Por mais de um século sob guarda de uma família britânica, peças sagradas descobertas na Índia despertam polêmica ao serem colocadas à venda pela Sotheby’s

Uma coleção de joias associadas aos restos mortais de Buda será leiloada nesta quarta-feira, 7 de maio, pela casa Sotheby’s, em Hong Kong. A venda de objetos considerados sagrados por milhões de budistas ao redor do mundo reacendeu o debate sobre a ética do comércio de artefatos arqueológicos vinculados a patrimônios religiosos e culturais.
As peças, que incluem cerca de 1.800 pedras preciosas como pérolas, rubis, topázios e safiras, além de folhas de ouro estampadas, foram descobertas em 1898 na Índia, em uma escavação liderada pelo administrador britânico William Claxton Peppé, de acordo com o jornal inglês BBC.
No interior de uma antiga estupa em Piprahwa, no estado de Uttar Pradesh, próximo ao local de nascimento de Sidarta Gautama, foram encontrados também fragmentos ósseos atribuídos ao Buda, guardados em urnas com inscrições.
Guardadas desde então por descendentes de Peppé, as joias estão sendo apresentadas pela Sotheby’s como parte de uma das “descobertas arqueológicas mais extraordinárias de todos os tempos”, segundo Nicolas Chow, presidente da casa na Ásia. A decisão da família de vendê-las, no entanto, tem provocado reações entre historiadores, especialistas em arte e líderes budistas.
— Será que as relíquias do Buda podem ser tratadas como mercadorias, como obras de arte? — questiona o historiador de arte indiano Naman Ahuja. — O vendedor se apresenta como “custódio”, mas custódio em nome de quem?
Questionamentos sobre ética e posse
A origem das joias remonta a uma das primeiras grandes escavações arqueológicas no subcontinente indiano sob domínio britânico. De acordo com documentos da época, a maior parte das relíquias descobertas por Peppé foi entregue ao governo colonial, sendo posteriormente distribuída para países budistas como Tailândia, Sri Lanka e Mianmar. Apenas uma parte considerada “duplicata” — cerca de um quinto da descoberta — permaneceu com a família, segundo a Sotheby’s.

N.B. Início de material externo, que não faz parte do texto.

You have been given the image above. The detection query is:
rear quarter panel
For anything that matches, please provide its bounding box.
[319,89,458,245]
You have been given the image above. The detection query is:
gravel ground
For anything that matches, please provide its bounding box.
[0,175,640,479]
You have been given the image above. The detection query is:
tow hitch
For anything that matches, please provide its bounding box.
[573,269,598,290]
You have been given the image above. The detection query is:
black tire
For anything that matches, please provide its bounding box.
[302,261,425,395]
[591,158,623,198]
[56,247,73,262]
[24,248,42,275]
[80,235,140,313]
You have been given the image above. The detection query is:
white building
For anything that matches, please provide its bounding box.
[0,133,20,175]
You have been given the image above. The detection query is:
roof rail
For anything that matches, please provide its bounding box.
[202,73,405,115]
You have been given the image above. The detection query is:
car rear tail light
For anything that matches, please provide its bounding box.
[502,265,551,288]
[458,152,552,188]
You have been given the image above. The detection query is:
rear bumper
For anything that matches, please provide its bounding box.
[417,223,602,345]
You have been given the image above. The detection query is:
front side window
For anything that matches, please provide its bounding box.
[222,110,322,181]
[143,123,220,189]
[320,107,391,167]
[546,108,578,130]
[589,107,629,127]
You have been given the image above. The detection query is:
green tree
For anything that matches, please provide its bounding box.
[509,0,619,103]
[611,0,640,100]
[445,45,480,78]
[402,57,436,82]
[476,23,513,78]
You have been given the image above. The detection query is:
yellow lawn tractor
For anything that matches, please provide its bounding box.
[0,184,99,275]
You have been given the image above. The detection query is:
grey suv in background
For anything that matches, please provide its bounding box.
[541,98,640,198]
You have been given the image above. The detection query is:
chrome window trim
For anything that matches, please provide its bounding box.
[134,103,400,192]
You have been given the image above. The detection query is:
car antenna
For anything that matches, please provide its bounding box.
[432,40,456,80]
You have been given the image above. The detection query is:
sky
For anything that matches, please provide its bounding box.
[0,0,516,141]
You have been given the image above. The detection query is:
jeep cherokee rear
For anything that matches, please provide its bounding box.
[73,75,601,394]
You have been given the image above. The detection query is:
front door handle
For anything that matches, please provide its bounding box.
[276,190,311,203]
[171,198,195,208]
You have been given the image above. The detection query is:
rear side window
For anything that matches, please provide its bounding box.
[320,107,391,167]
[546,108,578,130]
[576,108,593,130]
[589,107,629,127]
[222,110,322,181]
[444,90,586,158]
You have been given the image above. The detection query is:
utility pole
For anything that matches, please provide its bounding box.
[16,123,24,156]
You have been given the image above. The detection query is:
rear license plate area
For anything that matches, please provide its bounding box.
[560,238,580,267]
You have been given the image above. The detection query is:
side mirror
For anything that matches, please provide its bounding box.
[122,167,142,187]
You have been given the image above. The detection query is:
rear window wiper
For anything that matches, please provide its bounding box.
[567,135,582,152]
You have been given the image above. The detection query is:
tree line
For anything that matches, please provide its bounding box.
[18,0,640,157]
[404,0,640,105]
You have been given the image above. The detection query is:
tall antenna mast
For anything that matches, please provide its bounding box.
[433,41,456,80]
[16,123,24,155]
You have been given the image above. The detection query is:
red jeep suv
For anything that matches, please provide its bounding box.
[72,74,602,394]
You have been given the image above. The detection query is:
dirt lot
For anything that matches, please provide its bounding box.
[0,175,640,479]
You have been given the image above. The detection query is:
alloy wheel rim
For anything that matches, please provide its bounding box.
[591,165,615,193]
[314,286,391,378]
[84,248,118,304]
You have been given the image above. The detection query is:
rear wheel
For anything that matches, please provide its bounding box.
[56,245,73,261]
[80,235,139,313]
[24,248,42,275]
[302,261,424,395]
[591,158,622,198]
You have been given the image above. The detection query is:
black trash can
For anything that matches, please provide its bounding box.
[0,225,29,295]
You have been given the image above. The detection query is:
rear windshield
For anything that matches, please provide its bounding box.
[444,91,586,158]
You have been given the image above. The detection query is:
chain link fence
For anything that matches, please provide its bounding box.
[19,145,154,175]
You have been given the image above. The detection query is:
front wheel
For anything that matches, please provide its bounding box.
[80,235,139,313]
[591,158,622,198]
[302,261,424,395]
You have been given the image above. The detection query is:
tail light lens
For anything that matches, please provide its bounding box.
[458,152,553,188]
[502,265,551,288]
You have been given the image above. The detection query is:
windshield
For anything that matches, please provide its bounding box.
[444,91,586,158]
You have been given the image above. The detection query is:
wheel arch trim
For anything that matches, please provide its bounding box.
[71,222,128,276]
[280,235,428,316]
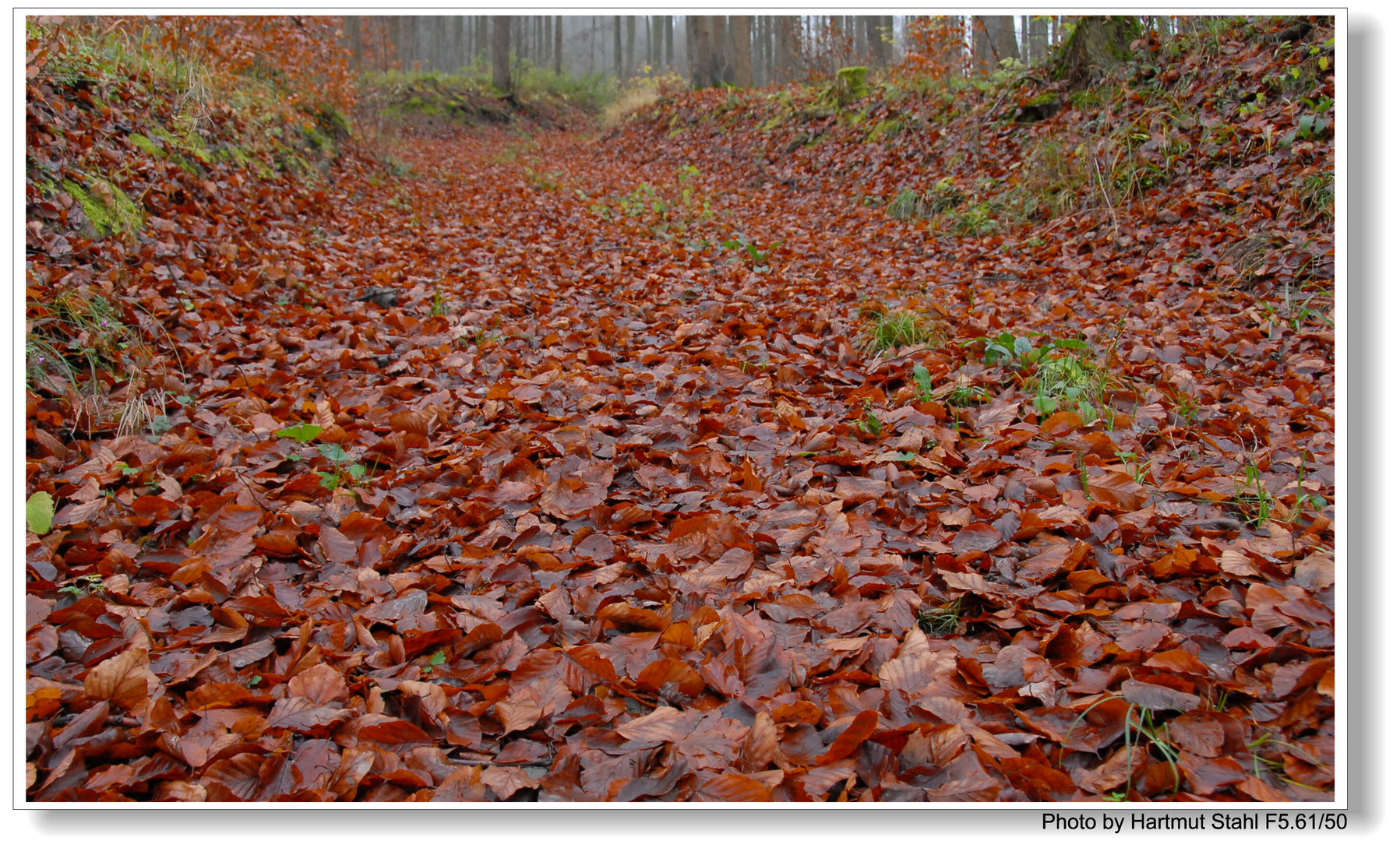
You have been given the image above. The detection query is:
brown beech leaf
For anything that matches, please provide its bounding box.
[1119,680,1201,713]
[83,648,160,709]
[287,663,348,706]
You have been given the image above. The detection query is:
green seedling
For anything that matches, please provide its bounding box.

Chris Peppé, bisneto do arqueólogo amador, afirmou à BBC que a família considerou doar os itens a templos ou museus, mas teria encontrado entraves jurídicos e logísticos. Para ele, o leilão seria a forma “mais justa e transparente” de transferir os objetos para fiéis budistas.
A casa de leilões afirma ter seguido todos os protocolos de verificação de procedência, legalidade e autenticidade. Especialistas ouvidos pela BBC, no entanto, apontam dilemas mais profundos.
— Para muitos budistas, essas gemas fazem parte das próprias relíquias sagradas. Não é apenas o osso ou a cinza que importa, mas todo o conjunto — afirmaram, em nota conjunta, os pesquisadores Ashley Thompson, da Universidade Soas de Londres, e Conan Cheong, curador de arte asiática.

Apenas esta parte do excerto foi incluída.